1. A columnar ultra-wideband honeycomb antenna is characterized by comprising a columnar dielectric substrate, a radiation patch arranged on the dielectric substrate, a gradient strip-shaped metal strip arranged on the dielectric substrate and a coaxial feeder line; the radiation patch comprises a first part of metal patch and a second part of metal patch which are separated from each other, the first part of metal patch and the second part of metal patch are both of an open-loop structure, spacing seams are formed in the first part of metal patch and the second part of metal patch, a slot line is further formed in the second part of metal patch, the slot line divides the second part of metal patch into two insulated areas, and the gradient strip-shaped metal strip penetrates through the slot line; one end of the gradually-changed strip-shaped metal strip is connected with the first part of the metal patches, the other end of the gradually-changed strip-shaped metal strip is connected with the inner core of the coaxial feeder line, and two areas of the second part of the metal patches are connected with the outer conductor of the coaxial feeder line.

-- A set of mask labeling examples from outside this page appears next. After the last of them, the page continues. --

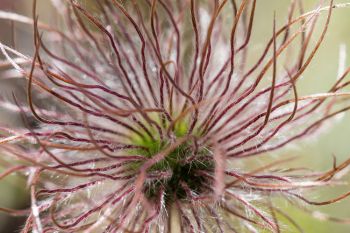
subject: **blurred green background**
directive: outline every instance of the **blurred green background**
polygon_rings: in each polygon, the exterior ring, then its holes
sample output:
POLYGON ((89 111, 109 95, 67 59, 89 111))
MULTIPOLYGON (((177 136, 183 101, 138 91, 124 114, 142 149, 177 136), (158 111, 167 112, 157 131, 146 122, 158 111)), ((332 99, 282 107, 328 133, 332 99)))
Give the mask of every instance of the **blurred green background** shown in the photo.
MULTIPOLYGON (((170 1, 170 0, 169 0, 170 1)), ((208 0, 209 1, 209 0, 208 0)), ((31 0, 0 0, 0 10, 15 11, 16 13, 30 15, 31 0)), ((303 0, 305 10, 311 10, 317 6, 319 1, 316 0, 303 0)), ((328 2, 328 1, 326 1, 328 2)), ((344 3, 344 1, 335 1, 335 3, 344 3)), ((350 2, 350 1, 348 1, 350 2)), ((256 20, 253 30, 253 42, 251 53, 260 51, 265 45, 268 35, 272 34, 272 20, 273 12, 277 14, 277 24, 284 24, 287 18, 289 0, 257 0, 256 20), (263 38, 263 39, 261 39, 263 38)), ((48 0, 39 0, 39 14, 42 21, 48 23, 55 23, 55 17, 52 17, 52 6, 48 0)), ((323 17, 324 19, 324 17, 323 17)), ((317 30, 322 29, 322 22, 317 25, 317 30)), ((321 46, 316 58, 310 65, 309 69, 304 73, 304 78, 298 84, 300 95, 310 94, 315 92, 325 92, 337 78, 338 72, 338 60, 340 45, 343 44, 347 47, 347 55, 350 55, 350 8, 335 9, 334 15, 331 20, 330 28, 327 33, 326 39, 321 46)), ((31 29, 28 26, 15 24, 15 44, 16 48, 21 51, 27 51, 31 54, 30 45, 32 43, 31 29)), ((12 37, 12 25, 11 23, 0 19, 0 40, 13 46, 12 37)), ((317 38, 313 39, 313 43, 317 38)), ((350 57, 347 59, 347 66, 350 65, 350 57)), ((348 80, 350 77, 348 78, 348 80)), ((8 80, 2 80, 0 78, 0 92, 4 93, 5 89, 16 88, 19 85, 16 82, 9 83, 8 80)), ((18 124, 16 116, 11 113, 5 112, 0 108, 0 121, 18 124), (11 119, 11 120, 9 120, 11 119)), ((328 129, 323 133, 317 135, 317 137, 298 141, 296 147, 287 148, 275 152, 279 156, 287 155, 299 155, 299 159, 296 163, 307 164, 308 167, 315 169, 326 170, 332 166, 332 155, 335 155, 338 159, 338 163, 346 160, 350 157, 350 116, 346 114, 338 121, 332 121, 328 124, 328 129)), ((1 169, 1 168, 0 168, 1 169)), ((346 176, 345 179, 350 181, 350 176, 346 176)), ((11 176, 0 182, 0 206, 23 208, 28 205, 28 196, 25 189, 25 181, 19 177, 11 176)), ((350 190, 349 185, 342 187, 335 187, 332 191, 320 192, 317 197, 320 200, 326 200, 328 198, 335 197, 337 194, 341 194, 350 190)), ((286 203, 281 203, 286 205, 286 203)), ((348 233, 350 232, 350 225, 341 225, 331 222, 323 222, 315 220, 310 216, 300 212, 297 209, 286 207, 288 213, 292 214, 296 221, 305 229, 305 232, 311 233, 348 233)), ((318 210, 328 213, 336 217, 350 218, 350 198, 339 202, 337 204, 328 207, 319 207, 318 210)), ((16 232, 21 227, 21 219, 9 218, 3 214, 0 214, 0 233, 16 232)), ((283 232, 296 232, 293 228, 286 230, 288 227, 283 228, 283 232)))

2. The cylindrical ultra-wideband cellular antenna as claimed in claim 1, wherein the end of the tapered strip close to the first portion of metal patches is a small end, and the end close to the second portion of metal patches is a large end, and the width of the large end is greater than that of the small end.

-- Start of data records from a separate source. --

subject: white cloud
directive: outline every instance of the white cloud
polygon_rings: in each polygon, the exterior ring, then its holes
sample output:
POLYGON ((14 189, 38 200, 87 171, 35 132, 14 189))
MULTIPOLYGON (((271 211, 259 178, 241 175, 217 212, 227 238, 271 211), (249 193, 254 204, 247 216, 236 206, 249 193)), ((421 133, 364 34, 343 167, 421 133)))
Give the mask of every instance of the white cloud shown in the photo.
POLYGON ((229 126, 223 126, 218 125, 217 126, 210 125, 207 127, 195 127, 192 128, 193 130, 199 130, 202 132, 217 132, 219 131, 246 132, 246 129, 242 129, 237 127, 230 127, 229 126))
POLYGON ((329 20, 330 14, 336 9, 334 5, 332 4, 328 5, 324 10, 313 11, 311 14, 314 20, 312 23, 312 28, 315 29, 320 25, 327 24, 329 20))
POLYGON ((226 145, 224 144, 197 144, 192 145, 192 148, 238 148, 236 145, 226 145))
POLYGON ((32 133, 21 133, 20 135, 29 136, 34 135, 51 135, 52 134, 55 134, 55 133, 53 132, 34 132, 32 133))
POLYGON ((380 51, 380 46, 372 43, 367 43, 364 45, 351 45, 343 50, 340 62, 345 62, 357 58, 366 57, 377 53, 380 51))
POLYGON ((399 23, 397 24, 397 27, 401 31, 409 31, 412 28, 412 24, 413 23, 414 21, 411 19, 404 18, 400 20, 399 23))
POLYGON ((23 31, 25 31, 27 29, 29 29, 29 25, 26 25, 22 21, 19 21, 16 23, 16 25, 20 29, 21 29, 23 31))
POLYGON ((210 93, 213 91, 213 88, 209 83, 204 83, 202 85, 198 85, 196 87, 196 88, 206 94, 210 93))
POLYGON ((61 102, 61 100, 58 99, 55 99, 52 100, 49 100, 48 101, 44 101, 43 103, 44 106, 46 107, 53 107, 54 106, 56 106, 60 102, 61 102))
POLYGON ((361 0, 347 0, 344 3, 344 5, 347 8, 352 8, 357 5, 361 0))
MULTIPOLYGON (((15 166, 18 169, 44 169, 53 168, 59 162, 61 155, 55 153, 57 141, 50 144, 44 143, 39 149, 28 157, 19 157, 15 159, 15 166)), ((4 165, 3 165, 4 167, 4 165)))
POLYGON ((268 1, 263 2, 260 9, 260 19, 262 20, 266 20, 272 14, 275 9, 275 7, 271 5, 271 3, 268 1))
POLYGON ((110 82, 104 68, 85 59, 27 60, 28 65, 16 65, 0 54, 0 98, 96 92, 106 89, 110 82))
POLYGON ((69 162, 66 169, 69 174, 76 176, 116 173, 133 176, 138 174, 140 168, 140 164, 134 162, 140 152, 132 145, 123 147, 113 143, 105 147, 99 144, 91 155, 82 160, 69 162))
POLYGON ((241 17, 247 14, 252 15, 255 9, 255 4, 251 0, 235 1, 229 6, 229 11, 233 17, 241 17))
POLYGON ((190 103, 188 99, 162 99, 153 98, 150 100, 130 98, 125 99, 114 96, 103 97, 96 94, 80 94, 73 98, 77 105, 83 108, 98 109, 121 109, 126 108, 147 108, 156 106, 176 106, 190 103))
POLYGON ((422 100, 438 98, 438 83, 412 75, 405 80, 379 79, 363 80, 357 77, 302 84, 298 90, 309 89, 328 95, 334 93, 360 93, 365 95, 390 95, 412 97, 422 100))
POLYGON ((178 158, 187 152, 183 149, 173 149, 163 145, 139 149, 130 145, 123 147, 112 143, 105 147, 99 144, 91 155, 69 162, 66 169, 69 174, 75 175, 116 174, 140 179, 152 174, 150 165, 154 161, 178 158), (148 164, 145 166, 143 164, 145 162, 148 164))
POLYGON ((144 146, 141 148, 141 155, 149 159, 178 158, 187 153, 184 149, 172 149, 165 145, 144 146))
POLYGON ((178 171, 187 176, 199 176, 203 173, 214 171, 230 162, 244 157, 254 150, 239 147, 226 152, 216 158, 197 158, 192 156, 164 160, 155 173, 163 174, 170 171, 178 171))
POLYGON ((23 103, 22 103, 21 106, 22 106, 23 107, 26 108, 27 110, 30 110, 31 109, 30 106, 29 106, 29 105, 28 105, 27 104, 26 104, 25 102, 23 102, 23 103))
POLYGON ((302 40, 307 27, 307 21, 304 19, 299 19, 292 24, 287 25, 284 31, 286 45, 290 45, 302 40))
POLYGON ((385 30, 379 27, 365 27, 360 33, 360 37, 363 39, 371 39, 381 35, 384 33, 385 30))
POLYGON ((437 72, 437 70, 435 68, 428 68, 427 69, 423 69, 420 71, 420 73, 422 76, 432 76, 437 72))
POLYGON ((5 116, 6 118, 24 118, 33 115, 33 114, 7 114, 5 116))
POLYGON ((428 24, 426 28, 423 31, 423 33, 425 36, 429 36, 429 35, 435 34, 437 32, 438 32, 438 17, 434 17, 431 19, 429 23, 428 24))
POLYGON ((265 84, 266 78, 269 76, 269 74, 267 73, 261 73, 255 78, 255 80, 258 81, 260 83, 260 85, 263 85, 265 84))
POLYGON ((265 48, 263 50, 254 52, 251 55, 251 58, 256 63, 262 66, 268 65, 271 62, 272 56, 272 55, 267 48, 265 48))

3. The cylindrical ultra-wideband cellular antenna of claim 1, wherein the first portion of metal patches is a tapered open-loop metal sheet; the second part of metal patch is also a gradual-change open-loop metal sheet.

4. The cylindrical ultra-wideband cellular antenna as claimed in claim 1, wherein the dielectric substrate is a solid or hollow PCB board.

5. The cylindrical ultra-wideband cellular antenna as claimed in claim 1, wherein the dielectric substrate is a flexible PCB board which can be formed into a circular tube shape or a polygonal tube shape by bending.

6. The cylindrical ultra-wideband honeycomb antenna of any one of claims 1 to 5, wherein the tapered strip metal strip, the first portion of metal patches, and the second portion of metal patches are all located on an outer side of the dielectric substrate; the gradient strip-shaped metal strip and the second part of metal patches jointly form a coplanar waveguide structure, wherein the second part of metal patches are the ground of the coplanar waveguide structure.

7. The cylindrical ultra-wideband cellular antenna as claimed in any of claims 1 to 5, wherein the first and second partial metal patches are located on the same or different sides of the dielectric substrate.

8. The cylindrical ultra-wideband cellular antenna as claimed in any one of claims 1 to 5, further comprising a plastic casing, wherein the dielectric substrate, the radiating patch and the tapered strip metal strip are all located in the plastic casing, one end face of the plastic casing is a closed face, the other end face of the plastic casing has an opening, and the coaxial feed line is close to the opening and extends out of the opening.

9. The cylindrical ultra-wideband cellular antenna as claimed in any one of claims 1 to 5, wherein both regions of the second partial metal patch are connected to the outer conductor of the coaxial feed line near the sides of the coaxial feed line.

10. The cylindrical ultra-wideband cellular antenna as claimed in any one of claims 1 to 5, wherein the coaxial feed line is inserted into the dielectric substrate, the inner core of the coaxial feed line is connected to the tapered strip metal strip, and the outer conductor of the coaxial feed line is connected to both regions of the second partial metal patch at the same time.